Além de ter sido uma casa editorial de muito sucesso – a maior do país nas décadas de 1940 e 1950, publicando quase 90% dos autores nacionais – seu espaço no número 110 da rua do Ouvidor era, como as antigas Mongie e Garnier, o principal ponto de encontro de autores novatos e consagrados, como José Lins do Rego, Carlos Drummond de Andrade, Rachel de Queiroz, Graciliano Ramos, Jorge Amado e Guimarães Rosa, muitos deles publicados pela própria editora de José Olympio.
Na década de 1960, a editora carioca que assumiu o lugar de principal casa dos autores brasileiros foi a Civilização Brasileira, de Ênio Silveira. Conectado às transformações políticas que vinham ocorrendo na América Latina e no mundo naquele período, o catálogo da editora traduzia livros fundamentais do pensamento crítico ocidental e, ao mesmo tempo, lançava diversos autores nacionais.
Outra editora carioca de grande importância nesse período foi a Zahar, fundada em 1956, pelos irmãos Lucien, Ernesto e Jorge Zahar. Há ainda as experiências locais, como a Editora Sabiá, criada em 1966 e dirigida pelos amigos e escritores Rubem Braga e Fernando Sabino. Antes, ela se chamava Editora do Autor, mas um problema com o sócio Walter Costa fez os dois escritores abrirem com novo nome.
Na década de 1970, as casas editoriais não mudaram muito, mas novas livrarias se tornaram referência na cidade. Uma foi a Leonardo da Vinci, inaugurada em 1952, vendendo apenas títulos em francês. Ao começar a comercializar também títulos nacionais durante a década seguinte, a livraria, então localizada no subsolo do edifício Marquês do Herval, na avenida Rio Branco, se tornou ponto obrigatório de leitores.

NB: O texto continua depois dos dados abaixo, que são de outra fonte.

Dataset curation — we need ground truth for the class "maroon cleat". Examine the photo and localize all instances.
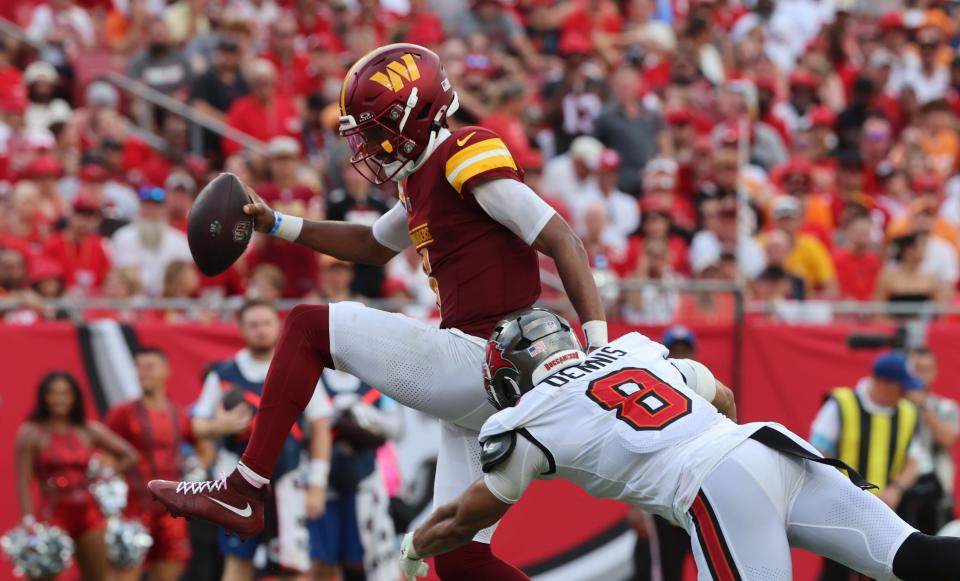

Outra livraria que deixou marcada sua história nessa época de sufocos políticos foi a Muro. Localizada também em um subsolo – porém de um edifício na praça General Osório, em Ipanema – a livraria de Rui Campos foi inaugurada em 1975 e abrigou uma série de lançamentos de livros e eventos ligados à geração de poetas chamada geração marginal e grupos como Nuvem Cigana. Posteriormente, os mesmos proprietários abriram a livraria Dazibao e, nos anos seguintes, a Livraria da Travessa.
No século XXI, as transformações tecnológicas ligadas à impressão e edição de livros, ampliou o número de editoras independentes que fazem trabalhos importantes, como a Dantes, cujos trabalhos se iniciaram com um sebo no Leblon; a Sete Letras, que também é uma livraria e foi responsável pela renovação da cena poética carioca dos anos 2000; e a Folha Seca, localizada no centro da cidade e especializada em história e cultura do Rio de Janeiro.